Baca Juga:  Ini 4 Pesan Imam Al Ghazali, Pegangan Praktis untuk Para Salik

Perkembangan thariqat Naqsyabandiyyah selanjutnya di Indonesia berkembang dalam bentuknya sendiri, sehingga dikenal adanya dua versi thariqat ini, dan keduanya tidak bertentangan pada prinsip. Yaitu thariqat Naqsyabandiyyah Khaalidiyah dan thariqat Naqsyaban- diyyah Muzhariyah.

Thariqat Naqsyabandiyyah Khaalidiyah bersumber dari Syekh Ismail al-Khaalidy di Minangkabau Sumatra Barat. Penyebarannya dilakukan mulai dari daerah asalnya, Simabur (Batusangkar, Sumatra Barat) dengan system penyebaran melalui pengembaraan yang berpindah-pindah dari satu tempat ke tempat lain.

Dari Simabur thariqaat ini disebarkan ke Riau, kemudian diteruskan ke kerajaan Langkat dan Deli, selanjutnya ke Johor Malaysia. 

Adapun thariqat Naqsyabandiyyah Muzhariyah bersumber dari Sayid Muhammad Shaleh az-Zawaawy. Kedua orang Syekh ini hidup sezaman.

Penyebaran thariqat Naqsyabandiyyah dari Syekh az-Zawawi lebih luas dan menyentuh dunia internasional. Muridnya sangat banyak, antara lain Syek Abdul Murad Khazany (Turki) yang darinya lahir ulama-ulama thariqat Naqsyabandiyyah lain.

Adapun perkembangan thariqat Naqsyabandiyyah di Sumatra, pada umumnya, adalah menurut versi Syekh Isma’il al-Khaalidy Minangkabau dan seterusnya  hingga sampai kepada Syekh Abdul Ghani Kampar, Bangkinang Riau, dan kemudian diturunkan kepada Syekh Muhammad Waly al-Khaalidy ( 1917 M – 20 Maret 1961 M / 11 Syawwal 1381 H) dari Aceh.

Di daerah Aceh sangat berkembang thariqat Naqsyabandiyyah di bawah pimpinan Syekh Muhammad Waly al-Khaalidy.
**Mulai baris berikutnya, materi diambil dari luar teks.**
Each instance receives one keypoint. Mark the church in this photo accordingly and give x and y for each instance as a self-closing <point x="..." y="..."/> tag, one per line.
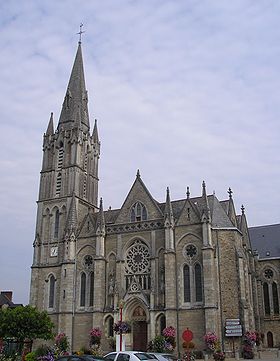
<point x="186" y="263"/>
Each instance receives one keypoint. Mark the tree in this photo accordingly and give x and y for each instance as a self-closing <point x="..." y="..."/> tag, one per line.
<point x="24" y="323"/>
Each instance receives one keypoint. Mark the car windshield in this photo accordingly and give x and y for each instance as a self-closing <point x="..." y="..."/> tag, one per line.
<point x="144" y="356"/>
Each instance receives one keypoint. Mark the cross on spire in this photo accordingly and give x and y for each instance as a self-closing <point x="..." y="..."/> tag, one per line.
<point x="230" y="192"/>
<point x="80" y="33"/>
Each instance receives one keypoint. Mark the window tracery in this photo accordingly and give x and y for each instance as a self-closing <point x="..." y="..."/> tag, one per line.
<point x="137" y="265"/>
<point x="138" y="212"/>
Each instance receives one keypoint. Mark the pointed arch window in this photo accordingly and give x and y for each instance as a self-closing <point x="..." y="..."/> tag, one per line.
<point x="275" y="298"/>
<point x="91" y="288"/>
<point x="266" y="299"/>
<point x="58" y="184"/>
<point x="138" y="212"/>
<point x="83" y="290"/>
<point x="187" y="284"/>
<point x="110" y="324"/>
<point x="51" y="291"/>
<point x="162" y="323"/>
<point x="198" y="283"/>
<point x="56" y="224"/>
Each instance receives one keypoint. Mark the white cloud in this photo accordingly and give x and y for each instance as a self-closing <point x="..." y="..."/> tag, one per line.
<point x="184" y="91"/>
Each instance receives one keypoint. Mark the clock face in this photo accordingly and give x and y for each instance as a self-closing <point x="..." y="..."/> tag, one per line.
<point x="54" y="251"/>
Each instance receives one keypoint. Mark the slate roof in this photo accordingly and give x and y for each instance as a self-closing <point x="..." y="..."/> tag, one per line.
<point x="266" y="240"/>
<point x="218" y="212"/>
<point x="4" y="300"/>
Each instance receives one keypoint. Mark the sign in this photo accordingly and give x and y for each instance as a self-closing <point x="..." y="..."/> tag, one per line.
<point x="187" y="335"/>
<point x="233" y="327"/>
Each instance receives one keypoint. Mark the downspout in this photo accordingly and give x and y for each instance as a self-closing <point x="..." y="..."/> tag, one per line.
<point x="220" y="294"/>
<point x="177" y="298"/>
<point x="74" y="294"/>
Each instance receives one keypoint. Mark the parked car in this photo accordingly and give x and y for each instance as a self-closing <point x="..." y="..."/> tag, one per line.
<point x="163" y="356"/>
<point x="79" y="358"/>
<point x="128" y="356"/>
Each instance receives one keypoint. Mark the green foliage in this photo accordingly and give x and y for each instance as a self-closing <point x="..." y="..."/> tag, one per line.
<point x="25" y="322"/>
<point x="42" y="350"/>
<point x="157" y="344"/>
<point x="30" y="356"/>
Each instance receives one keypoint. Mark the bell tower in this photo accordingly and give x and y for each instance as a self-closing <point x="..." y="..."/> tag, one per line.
<point x="68" y="189"/>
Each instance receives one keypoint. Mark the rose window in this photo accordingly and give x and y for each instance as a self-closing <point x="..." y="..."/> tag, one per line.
<point x="138" y="258"/>
<point x="268" y="273"/>
<point x="88" y="261"/>
<point x="190" y="251"/>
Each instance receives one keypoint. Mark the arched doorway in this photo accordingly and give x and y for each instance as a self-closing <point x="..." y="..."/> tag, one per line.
<point x="269" y="339"/>
<point x="139" y="329"/>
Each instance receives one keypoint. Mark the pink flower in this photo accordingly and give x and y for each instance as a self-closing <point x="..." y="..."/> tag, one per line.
<point x="169" y="332"/>
<point x="95" y="332"/>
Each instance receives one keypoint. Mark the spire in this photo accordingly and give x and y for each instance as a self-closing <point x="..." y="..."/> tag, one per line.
<point x="74" y="111"/>
<point x="168" y="212"/>
<point x="101" y="218"/>
<point x="231" y="210"/>
<point x="72" y="220"/>
<point x="95" y="132"/>
<point x="50" y="126"/>
<point x="100" y="231"/>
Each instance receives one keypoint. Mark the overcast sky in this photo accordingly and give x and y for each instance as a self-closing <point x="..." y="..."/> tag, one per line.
<point x="184" y="90"/>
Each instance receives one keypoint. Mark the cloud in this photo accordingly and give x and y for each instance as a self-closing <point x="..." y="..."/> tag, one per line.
<point x="185" y="91"/>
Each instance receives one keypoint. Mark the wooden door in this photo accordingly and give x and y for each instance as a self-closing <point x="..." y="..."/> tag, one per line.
<point x="269" y="339"/>
<point x="140" y="335"/>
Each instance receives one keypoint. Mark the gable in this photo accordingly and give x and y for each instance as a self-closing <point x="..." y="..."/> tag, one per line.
<point x="139" y="193"/>
<point x="87" y="227"/>
<point x="189" y="214"/>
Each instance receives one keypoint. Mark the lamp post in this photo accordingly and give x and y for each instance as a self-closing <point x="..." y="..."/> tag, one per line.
<point x="121" y="304"/>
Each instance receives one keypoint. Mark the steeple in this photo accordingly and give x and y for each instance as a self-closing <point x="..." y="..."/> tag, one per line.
<point x="50" y="126"/>
<point x="74" y="111"/>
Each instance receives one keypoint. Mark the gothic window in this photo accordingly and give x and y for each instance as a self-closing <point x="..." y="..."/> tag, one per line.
<point x="85" y="187"/>
<point x="51" y="291"/>
<point x="268" y="273"/>
<point x="190" y="251"/>
<point x="275" y="298"/>
<point x="110" y="325"/>
<point x="198" y="283"/>
<point x="91" y="288"/>
<point x="58" y="184"/>
<point x="137" y="265"/>
<point x="56" y="224"/>
<point x="83" y="290"/>
<point x="187" y="288"/>
<point x="138" y="212"/>
<point x="266" y="299"/>
<point x="162" y="324"/>
<point x="88" y="261"/>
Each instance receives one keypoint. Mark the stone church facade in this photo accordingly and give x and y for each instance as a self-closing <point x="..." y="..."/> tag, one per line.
<point x="186" y="263"/>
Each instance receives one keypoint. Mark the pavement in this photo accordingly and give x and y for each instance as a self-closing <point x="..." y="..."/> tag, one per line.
<point x="267" y="355"/>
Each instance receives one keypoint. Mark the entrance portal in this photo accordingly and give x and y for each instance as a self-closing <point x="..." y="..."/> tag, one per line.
<point x="139" y="329"/>
<point x="269" y="339"/>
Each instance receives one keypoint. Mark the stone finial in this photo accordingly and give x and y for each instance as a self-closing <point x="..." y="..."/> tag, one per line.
<point x="188" y="192"/>
<point x="230" y="193"/>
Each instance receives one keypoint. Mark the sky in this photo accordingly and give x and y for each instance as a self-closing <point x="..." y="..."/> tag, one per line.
<point x="183" y="90"/>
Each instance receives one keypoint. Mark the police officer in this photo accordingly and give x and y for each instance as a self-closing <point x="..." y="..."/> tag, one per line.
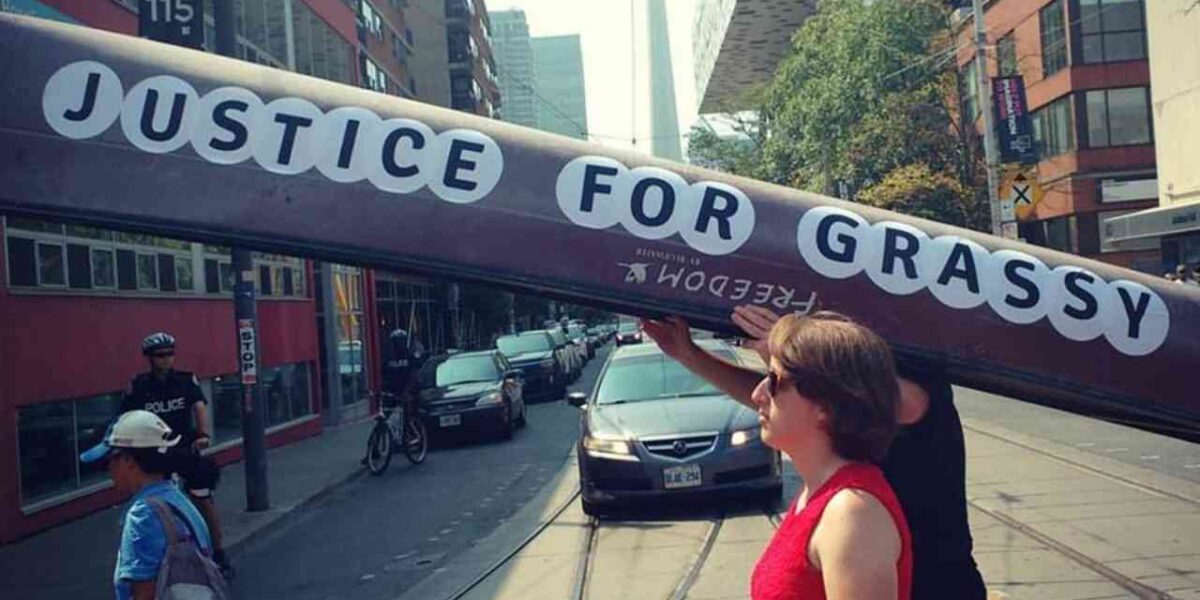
<point x="405" y="357"/>
<point x="175" y="396"/>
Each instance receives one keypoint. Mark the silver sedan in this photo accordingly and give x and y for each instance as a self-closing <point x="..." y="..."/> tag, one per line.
<point x="652" y="429"/>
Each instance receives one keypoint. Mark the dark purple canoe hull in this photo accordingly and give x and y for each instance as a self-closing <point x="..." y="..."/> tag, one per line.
<point x="123" y="132"/>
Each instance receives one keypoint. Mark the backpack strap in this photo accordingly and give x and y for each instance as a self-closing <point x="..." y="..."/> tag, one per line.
<point x="165" y="516"/>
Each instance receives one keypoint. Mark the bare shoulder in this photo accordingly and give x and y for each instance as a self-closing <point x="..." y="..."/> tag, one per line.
<point x="857" y="504"/>
<point x="856" y="521"/>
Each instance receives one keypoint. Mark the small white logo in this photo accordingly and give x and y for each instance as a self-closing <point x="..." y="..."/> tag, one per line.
<point x="636" y="273"/>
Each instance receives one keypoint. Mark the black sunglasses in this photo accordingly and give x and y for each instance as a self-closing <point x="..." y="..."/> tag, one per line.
<point x="773" y="381"/>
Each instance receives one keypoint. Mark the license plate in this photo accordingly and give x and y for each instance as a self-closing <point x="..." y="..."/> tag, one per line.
<point x="685" y="475"/>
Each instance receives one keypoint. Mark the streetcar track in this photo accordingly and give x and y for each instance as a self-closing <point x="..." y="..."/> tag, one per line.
<point x="588" y="551"/>
<point x="693" y="573"/>
<point x="583" y="569"/>
<point x="516" y="550"/>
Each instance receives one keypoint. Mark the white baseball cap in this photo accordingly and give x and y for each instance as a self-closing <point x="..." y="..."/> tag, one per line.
<point x="136" y="429"/>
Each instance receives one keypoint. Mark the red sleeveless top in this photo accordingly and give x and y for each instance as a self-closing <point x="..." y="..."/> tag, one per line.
<point x="784" y="571"/>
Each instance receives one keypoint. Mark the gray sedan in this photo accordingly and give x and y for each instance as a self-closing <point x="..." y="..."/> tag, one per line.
<point x="653" y="429"/>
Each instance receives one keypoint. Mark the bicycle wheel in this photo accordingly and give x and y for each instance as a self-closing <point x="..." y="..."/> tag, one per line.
<point x="379" y="449"/>
<point x="417" y="439"/>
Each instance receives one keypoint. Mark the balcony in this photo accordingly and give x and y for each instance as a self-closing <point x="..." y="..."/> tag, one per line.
<point x="460" y="9"/>
<point x="461" y="47"/>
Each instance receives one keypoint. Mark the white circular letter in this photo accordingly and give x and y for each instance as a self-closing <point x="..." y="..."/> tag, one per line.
<point x="831" y="241"/>
<point x="1017" y="286"/>
<point x="156" y="114"/>
<point x="468" y="165"/>
<point x="285" y="136"/>
<point x="1135" y="318"/>
<point x="1075" y="304"/>
<point x="892" y="257"/>
<point x="222" y="125"/>
<point x="82" y="100"/>
<point x="718" y="219"/>
<point x="957" y="268"/>
<point x="591" y="190"/>
<point x="401" y="155"/>
<point x="345" y="143"/>
<point x="652" y="209"/>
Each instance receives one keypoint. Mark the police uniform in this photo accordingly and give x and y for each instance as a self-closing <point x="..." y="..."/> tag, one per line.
<point x="172" y="399"/>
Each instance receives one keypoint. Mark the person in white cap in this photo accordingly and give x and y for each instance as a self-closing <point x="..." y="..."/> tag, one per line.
<point x="135" y="450"/>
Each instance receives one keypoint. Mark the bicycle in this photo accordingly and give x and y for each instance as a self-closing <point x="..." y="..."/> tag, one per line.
<point x="406" y="431"/>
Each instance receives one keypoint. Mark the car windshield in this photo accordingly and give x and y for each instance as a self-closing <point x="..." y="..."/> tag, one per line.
<point x="511" y="346"/>
<point x="652" y="377"/>
<point x="466" y="370"/>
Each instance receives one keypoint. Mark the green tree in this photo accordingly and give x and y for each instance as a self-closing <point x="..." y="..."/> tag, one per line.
<point x="863" y="107"/>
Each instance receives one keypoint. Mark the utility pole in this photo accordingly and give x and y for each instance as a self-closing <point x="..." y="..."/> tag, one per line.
<point x="253" y="426"/>
<point x="989" y="119"/>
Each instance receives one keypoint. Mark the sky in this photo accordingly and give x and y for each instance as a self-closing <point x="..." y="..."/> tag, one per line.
<point x="605" y="33"/>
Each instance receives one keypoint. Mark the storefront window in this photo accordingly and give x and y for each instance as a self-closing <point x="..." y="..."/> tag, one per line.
<point x="47" y="449"/>
<point x="288" y="393"/>
<point x="1054" y="39"/>
<point x="351" y="340"/>
<point x="226" y="401"/>
<point x="52" y="435"/>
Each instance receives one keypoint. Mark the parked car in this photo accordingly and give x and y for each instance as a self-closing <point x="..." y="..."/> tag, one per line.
<point x="579" y="335"/>
<point x="628" y="331"/>
<point x="569" y="354"/>
<point x="533" y="354"/>
<point x="472" y="394"/>
<point x="653" y="429"/>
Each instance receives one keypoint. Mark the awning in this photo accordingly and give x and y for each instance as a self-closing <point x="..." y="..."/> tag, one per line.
<point x="1153" y="222"/>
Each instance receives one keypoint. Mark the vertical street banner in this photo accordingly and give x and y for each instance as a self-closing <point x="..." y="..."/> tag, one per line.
<point x="1014" y="130"/>
<point x="174" y="22"/>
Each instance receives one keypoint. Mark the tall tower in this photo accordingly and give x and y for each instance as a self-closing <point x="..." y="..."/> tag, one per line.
<point x="664" y="119"/>
<point x="514" y="60"/>
<point x="558" y="61"/>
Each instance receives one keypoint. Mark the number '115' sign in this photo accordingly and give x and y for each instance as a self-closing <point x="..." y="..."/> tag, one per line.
<point x="177" y="22"/>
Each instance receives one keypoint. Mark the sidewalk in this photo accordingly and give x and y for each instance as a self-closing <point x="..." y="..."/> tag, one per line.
<point x="76" y="559"/>
<point x="1054" y="522"/>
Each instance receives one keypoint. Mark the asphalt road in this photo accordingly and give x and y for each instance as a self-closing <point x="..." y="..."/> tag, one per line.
<point x="376" y="537"/>
<point x="1116" y="442"/>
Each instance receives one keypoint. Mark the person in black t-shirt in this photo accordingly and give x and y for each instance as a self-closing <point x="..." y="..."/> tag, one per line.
<point x="175" y="396"/>
<point x="925" y="463"/>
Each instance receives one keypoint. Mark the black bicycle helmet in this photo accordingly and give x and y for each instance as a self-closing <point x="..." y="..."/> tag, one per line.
<point x="157" y="341"/>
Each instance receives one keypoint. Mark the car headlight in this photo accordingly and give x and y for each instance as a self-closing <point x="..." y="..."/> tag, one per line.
<point x="744" y="436"/>
<point x="490" y="400"/>
<point x="609" y="448"/>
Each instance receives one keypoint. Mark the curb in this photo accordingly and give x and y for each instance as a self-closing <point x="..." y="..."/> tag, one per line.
<point x="288" y="515"/>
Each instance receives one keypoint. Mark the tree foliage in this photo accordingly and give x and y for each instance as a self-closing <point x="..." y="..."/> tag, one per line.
<point x="863" y="107"/>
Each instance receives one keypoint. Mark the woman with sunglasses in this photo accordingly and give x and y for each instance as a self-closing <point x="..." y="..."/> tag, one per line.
<point x="829" y="403"/>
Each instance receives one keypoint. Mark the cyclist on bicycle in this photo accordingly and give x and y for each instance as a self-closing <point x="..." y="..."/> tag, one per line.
<point x="405" y="358"/>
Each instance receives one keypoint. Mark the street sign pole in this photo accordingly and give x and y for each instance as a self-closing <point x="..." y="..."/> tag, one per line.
<point x="253" y="407"/>
<point x="989" y="123"/>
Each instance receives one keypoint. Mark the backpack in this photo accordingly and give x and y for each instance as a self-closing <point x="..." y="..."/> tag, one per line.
<point x="186" y="571"/>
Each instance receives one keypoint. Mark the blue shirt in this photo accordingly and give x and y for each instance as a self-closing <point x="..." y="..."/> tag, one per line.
<point x="144" y="538"/>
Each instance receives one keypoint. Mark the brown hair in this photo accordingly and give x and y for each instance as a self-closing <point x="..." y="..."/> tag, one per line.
<point x="849" y="371"/>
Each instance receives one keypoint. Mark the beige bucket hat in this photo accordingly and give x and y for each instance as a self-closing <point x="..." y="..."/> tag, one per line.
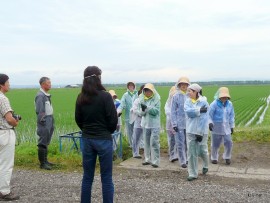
<point x="224" y="92"/>
<point x="149" y="86"/>
<point x="195" y="87"/>
<point x="183" y="80"/>
<point x="172" y="91"/>
<point x="112" y="92"/>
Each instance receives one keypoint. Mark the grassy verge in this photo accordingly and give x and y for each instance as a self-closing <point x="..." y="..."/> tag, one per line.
<point x="26" y="153"/>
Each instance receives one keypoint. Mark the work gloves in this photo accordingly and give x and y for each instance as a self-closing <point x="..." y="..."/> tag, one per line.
<point x="211" y="126"/>
<point x="198" y="138"/>
<point x="203" y="109"/>
<point x="143" y="106"/>
<point x="119" y="114"/>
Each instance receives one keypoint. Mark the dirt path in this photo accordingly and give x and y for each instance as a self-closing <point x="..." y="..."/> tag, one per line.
<point x="137" y="186"/>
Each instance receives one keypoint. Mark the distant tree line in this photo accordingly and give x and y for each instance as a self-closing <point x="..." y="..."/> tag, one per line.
<point x="203" y="83"/>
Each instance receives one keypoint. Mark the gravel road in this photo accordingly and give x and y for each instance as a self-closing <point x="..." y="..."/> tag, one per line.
<point x="136" y="186"/>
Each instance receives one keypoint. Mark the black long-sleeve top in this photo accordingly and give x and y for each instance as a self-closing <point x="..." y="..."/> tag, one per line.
<point x="97" y="120"/>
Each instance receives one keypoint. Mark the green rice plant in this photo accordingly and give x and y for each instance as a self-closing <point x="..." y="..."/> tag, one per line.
<point x="247" y="100"/>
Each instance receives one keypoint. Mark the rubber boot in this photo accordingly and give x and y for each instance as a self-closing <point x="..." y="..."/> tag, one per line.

Kemudian thariqat Naqsyabandiyyah di Aceh dikembangkan oleh putranya tertua, Al-Mursyid. Prof. DR. H. Tgk. Muhibbuddin Muhammad Waly, selaku mursyid pertama yang irsyadnya diberikan langsung oleh guru ayahnya Syekh Haji Abdul Ghani Kampar, juga beserta putranya Syekh H. Idrus.

Prof. DR. H. Tgk. Muhibbuddin Muhammad Waly dan Syekh H. Idrus mendapatkan ijazah tersebut, dengan disaksikan oleh Syekh Muhammad Waly al-Khaalidy sendiri di Surau desa Batu Bersurat, kabupaten Kampar pada tahun 1960 M.

Demikianlah sejarah Thariqat Naqsyabandiyyah hingga sampai ke Indonesia. di Indonesia banyak pengamal Thariqat ini, maka perlu ada tulisan-tulisan tentang sejarah Thariqat Naqsyabandiyyah agar sejarah Thariqat Naqsyabandiyyah ini tidak kabur.